# More plecos photos - May 07 2009



## Charles (Feb 25, 2003)

L128 Blue phantom - just flash, no add on light. They are really this blue in person.










L152 Pinapple - This is what some people called ghost pleco. They swim like a ghost floating along. No big moment at all. Sometimes, you can see it just float up from the bottom of the tank. Not many pleco behaves this way. Well, they are named pinapple cause they do look like pinapple with the spikes of scales. It is very hard to get a photo of them as they are very light sensitative. The tank light was off. I put the flash on top. Wait till half of its body comes out and quickly snap a few shots hoping to get one in somewhat focus.










L200 Green phantom - same family as the blue phantom but a total different color morph. Picture said it all.

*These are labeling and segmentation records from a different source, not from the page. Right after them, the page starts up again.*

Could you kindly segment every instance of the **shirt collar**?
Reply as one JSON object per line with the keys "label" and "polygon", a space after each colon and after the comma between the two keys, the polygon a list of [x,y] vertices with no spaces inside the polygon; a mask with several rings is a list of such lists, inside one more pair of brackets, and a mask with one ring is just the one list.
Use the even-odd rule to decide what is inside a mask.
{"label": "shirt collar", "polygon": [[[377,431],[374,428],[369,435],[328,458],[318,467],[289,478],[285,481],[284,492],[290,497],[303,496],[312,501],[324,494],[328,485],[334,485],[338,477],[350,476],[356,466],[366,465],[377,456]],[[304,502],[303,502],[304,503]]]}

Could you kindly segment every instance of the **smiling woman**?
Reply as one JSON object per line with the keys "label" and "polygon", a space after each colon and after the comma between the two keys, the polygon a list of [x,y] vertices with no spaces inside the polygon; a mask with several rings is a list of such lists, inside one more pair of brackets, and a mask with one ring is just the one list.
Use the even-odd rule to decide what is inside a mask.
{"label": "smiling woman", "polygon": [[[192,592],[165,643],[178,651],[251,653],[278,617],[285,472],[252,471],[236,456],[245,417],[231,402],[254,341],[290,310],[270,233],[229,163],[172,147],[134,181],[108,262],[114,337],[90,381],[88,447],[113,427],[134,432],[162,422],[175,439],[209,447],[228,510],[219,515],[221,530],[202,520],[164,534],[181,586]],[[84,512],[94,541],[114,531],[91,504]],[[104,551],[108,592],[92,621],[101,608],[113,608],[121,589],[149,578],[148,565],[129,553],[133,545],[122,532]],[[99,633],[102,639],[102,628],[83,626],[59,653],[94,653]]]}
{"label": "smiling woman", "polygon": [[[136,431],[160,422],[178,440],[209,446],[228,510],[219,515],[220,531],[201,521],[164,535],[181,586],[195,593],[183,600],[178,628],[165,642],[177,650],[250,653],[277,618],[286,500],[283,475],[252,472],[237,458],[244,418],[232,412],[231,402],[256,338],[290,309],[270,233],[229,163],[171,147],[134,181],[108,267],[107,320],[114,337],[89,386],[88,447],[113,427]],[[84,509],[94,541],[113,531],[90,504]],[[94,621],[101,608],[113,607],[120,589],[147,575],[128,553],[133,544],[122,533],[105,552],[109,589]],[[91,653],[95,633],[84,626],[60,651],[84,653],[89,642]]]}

Last, finally got a photo of the bottlenose catfish. They are the one that looks like a hammarhead shark when they grow bigger.


----------



## clgkag (Mar 22, 2008)

Great shots! :thumb:


----------



## non_compliance (Dec 4, 2008)

those green phantoms are awesome!


----------



## Reiner (Jul 17, 2002)

I have a couple of the greens and they keep the driftwood in my tank really spotless. At first I had them in a planted tank but they were absolutely deadly on any live plant and they even ate anubias.


----------



## Fishface57 (Dec 26, 2008)

*Awesome pictures*..._keep up the great photo taking!_ opcorn: :thumb:


----------



## Buckeyereavis (Jun 20, 2008)

i like that green one!!! cool pleco


----------